ポリフェノールの一種である「レスベラトロール」については、これまでも、多くの研究が行われてきました。その強い抗酸化作用や、生活習慣病予防への機能、血液の流れをスムーズにする機能などが明らかにされています。
当研究所では、レスベラトロールが2つくっついたレスベラトロール二量体である「グネチンC」を豊富に含む、インドネシアの果実樹「メリンジョ」由来のレスベラトロールについて、その優れた有用性を確認するため、研究を続けています。
ここでは、信頼性のある科学的な手法で行われた最近の研究成果を、ダイジェスト版でお伝えします。より詳しいデータや論文をご覧になりたい方は、研究者の皆さま向けページをご覧ください。

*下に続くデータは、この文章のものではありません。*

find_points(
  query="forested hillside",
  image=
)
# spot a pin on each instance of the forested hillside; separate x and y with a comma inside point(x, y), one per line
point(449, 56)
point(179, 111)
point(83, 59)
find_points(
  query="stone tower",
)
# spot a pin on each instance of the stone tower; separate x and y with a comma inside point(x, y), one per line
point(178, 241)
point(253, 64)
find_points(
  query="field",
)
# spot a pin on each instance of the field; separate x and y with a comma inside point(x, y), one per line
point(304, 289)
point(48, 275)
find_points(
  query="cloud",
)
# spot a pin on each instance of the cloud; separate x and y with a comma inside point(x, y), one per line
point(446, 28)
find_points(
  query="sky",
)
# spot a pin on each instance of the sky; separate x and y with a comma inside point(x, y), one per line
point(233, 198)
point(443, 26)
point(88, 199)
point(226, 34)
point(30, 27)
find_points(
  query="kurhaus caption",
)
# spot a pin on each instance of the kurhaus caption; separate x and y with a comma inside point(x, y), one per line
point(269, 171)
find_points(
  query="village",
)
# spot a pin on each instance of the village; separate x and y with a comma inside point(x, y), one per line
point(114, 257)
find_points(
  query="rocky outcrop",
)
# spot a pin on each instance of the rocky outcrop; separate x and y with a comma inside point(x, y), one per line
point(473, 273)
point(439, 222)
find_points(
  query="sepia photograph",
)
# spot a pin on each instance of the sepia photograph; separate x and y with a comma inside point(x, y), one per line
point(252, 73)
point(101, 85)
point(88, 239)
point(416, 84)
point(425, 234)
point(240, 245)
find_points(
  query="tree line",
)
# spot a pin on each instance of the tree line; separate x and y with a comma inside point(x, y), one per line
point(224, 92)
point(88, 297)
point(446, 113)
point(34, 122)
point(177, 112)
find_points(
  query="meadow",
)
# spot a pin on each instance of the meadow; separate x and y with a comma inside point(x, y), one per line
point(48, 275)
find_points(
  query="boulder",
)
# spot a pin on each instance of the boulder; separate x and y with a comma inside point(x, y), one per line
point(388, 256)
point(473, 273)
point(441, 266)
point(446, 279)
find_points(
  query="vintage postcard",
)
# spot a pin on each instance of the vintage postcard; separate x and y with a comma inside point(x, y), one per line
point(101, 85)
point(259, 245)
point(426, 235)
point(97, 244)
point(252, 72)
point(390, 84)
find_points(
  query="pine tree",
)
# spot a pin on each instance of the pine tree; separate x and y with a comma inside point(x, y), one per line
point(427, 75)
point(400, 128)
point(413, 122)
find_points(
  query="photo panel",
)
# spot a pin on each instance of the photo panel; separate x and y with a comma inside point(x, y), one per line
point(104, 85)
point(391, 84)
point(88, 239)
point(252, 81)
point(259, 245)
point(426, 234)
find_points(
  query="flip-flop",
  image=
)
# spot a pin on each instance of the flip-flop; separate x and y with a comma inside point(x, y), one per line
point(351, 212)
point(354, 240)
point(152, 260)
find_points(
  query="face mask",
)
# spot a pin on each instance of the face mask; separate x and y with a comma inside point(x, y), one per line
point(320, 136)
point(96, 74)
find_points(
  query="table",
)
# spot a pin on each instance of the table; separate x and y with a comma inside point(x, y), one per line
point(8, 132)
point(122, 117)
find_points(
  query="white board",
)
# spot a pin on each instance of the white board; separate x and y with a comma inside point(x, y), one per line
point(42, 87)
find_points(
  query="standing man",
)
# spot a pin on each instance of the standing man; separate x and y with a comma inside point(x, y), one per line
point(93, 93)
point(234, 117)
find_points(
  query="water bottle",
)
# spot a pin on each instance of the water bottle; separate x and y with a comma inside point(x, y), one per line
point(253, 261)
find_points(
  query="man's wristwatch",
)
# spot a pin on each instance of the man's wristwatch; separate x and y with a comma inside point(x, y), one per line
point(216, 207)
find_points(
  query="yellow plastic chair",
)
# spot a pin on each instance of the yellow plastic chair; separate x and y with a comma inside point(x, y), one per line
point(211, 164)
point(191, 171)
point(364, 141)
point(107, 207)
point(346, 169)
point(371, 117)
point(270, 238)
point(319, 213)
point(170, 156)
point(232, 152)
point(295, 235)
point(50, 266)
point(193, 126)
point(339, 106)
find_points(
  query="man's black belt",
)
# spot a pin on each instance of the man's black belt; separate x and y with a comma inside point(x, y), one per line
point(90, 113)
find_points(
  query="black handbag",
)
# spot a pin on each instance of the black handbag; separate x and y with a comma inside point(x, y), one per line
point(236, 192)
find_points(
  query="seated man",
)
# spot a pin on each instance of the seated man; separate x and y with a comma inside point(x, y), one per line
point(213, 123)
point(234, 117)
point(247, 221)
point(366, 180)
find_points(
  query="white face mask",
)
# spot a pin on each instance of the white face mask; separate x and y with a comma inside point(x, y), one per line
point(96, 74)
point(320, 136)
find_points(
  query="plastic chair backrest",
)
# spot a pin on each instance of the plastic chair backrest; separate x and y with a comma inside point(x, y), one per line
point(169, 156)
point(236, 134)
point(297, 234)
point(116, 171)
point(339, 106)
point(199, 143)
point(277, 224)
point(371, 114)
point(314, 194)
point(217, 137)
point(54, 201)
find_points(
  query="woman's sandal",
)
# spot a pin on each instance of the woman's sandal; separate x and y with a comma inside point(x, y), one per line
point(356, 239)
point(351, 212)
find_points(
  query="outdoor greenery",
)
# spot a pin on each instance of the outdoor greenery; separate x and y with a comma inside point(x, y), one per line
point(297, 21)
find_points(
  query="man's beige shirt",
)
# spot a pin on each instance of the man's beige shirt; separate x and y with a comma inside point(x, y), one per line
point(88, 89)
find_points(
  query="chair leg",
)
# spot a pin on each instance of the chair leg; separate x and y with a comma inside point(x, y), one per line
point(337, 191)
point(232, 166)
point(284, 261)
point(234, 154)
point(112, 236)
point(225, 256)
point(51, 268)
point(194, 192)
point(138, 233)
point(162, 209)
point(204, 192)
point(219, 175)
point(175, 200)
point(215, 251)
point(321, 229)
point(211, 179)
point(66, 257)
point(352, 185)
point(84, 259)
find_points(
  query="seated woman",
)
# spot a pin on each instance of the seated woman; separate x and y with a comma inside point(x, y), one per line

全身の血管は1つの臓器といわれるほど身体にとって重要な役割を担っています。血管の老化は私たちの目には見えませんが、心拍とともにしなやかに収縮する柔軟性が低下し、血のめぐりが悪くなったり、血栓の形成につながります。血管が老化し硬くなっても、それ自体に自覚症状はないので、放っておくと、動脈硬化から、脳梗塞や心筋梗塞といった命を脅かす病気へと進んでしまうことになるのです。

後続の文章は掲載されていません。